Na co dzień jednak Krasnodębski
posługuje się innym narzeczem;
jak wielu uczonych, miewa kłopoty
z przestawieniem się z języka profesorskiego na ludzki. „Dysfunkcjonalna
staje się także demokracja, która jeszcze do niedawna
stanowiła aksjomat europejskości” - pisze dla portalu niezależna.pl w
felietonie pod chwytliwym tytułem „Dysfunkcjonalna europejskość”. W podobnym
stylu przemawia. Na inauguracji kampanii PiS wystąpił przed Jarosławem
Kaczyńskim i wygłosił nie tyle polityczne przemówienie kandydata na europosła,
ile erudycyjny wykład o ideach stojących u podstaw integracji. Oklaski
działaczy PiS były raczej grzecznościowe niż entuzjastyczne.

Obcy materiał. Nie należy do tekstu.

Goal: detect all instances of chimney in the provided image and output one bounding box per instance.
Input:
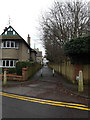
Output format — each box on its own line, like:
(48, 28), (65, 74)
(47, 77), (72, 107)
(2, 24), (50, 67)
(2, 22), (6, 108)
(4, 27), (7, 32)
(27, 34), (30, 46)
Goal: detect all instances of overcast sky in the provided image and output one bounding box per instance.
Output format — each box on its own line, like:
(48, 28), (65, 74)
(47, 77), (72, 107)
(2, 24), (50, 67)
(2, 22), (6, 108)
(0, 0), (89, 56)
(0, 0), (55, 56)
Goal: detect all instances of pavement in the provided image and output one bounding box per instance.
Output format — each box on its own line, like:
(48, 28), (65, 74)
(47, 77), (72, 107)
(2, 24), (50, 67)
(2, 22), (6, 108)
(1, 66), (90, 105)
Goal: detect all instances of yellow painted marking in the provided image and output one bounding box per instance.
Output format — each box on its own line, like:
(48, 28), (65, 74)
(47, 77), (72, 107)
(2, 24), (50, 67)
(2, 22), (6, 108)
(0, 92), (88, 107)
(1, 92), (90, 111)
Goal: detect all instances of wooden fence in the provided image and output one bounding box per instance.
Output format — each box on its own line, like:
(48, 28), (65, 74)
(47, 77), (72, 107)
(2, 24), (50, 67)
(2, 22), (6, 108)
(50, 60), (90, 84)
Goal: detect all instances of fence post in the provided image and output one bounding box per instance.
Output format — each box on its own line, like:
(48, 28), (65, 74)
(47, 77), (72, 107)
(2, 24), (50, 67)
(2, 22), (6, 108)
(3, 68), (8, 85)
(78, 70), (84, 92)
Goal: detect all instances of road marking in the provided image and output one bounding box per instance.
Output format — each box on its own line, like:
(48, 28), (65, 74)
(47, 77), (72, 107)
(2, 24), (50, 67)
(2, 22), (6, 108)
(0, 92), (90, 111)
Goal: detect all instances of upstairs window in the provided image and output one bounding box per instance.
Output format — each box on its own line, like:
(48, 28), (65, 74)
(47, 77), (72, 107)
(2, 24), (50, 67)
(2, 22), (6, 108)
(7, 41), (10, 47)
(11, 41), (15, 47)
(1, 41), (19, 49)
(7, 31), (13, 35)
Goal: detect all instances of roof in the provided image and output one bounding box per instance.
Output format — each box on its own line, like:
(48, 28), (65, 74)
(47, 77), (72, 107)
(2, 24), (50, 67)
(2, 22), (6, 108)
(1, 26), (36, 53)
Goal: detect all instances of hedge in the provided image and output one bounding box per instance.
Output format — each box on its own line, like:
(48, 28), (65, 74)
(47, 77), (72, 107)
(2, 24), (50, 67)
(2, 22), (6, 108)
(16, 61), (34, 75)
(64, 35), (90, 64)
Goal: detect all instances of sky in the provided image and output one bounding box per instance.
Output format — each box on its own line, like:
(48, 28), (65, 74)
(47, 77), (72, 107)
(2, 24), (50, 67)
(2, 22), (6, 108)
(0, 0), (55, 56)
(0, 0), (89, 56)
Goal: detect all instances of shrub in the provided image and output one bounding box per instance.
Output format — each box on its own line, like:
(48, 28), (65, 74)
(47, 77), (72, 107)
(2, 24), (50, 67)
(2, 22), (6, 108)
(16, 61), (33, 75)
(64, 35), (90, 64)
(8, 68), (16, 74)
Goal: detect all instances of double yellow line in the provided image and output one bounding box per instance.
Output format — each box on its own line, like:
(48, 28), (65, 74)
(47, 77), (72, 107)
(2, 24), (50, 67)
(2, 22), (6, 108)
(0, 92), (90, 111)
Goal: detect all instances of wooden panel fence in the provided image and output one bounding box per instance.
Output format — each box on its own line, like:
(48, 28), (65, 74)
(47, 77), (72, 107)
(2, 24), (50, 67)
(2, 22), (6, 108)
(50, 60), (90, 84)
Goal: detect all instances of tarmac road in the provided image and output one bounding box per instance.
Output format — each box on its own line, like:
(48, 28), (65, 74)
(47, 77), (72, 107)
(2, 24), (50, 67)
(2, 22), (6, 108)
(2, 94), (89, 118)
(2, 65), (90, 118)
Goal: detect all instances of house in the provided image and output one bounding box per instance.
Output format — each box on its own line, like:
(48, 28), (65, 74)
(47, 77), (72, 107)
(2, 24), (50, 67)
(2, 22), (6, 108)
(0, 26), (36, 68)
(34, 48), (42, 63)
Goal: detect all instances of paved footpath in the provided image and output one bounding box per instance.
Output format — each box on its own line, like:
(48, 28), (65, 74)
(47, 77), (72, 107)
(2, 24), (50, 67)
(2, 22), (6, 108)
(3, 66), (89, 106)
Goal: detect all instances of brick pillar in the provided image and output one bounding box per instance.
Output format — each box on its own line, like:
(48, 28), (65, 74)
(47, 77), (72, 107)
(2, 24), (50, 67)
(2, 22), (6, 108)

Dużo czyta. Klasyków dzisiejszej
prawicy - Bronisława Wildsteina, Jarosława Rymkiewicza - oraz klasyków:
Prousta, Conrada, Austen.
Za kinem nie przepada („kino jest zawsze
rozczarowujące, obiecuje coś, czego nie ma”), choć ogląda Lyncha i
Bertolucciego.
Czasem biega, ale na czasy
osiągane przez Donalda Tuska - młodszego tylko o cztery lata - patrzy z
zazdrością.
Ale to sportowi, w pewnym sensie,
zawdzięcza wybuch entuzjazmu na swój widok. Otóż swego czasu kibice Werderu
Brema po zdobyciu przez klub mistrzostwa Niemiec na widok profesora zaczęli
skandować „Willi, Willi”. Pomylili go bowiem z prezesem Werderu - uderzająco
do niego podobnym Wilfredem Lemke.
Teraz ma kilka tygodni, by wyborcy
nie pomylili go z kimś innym na karcie do głosowania.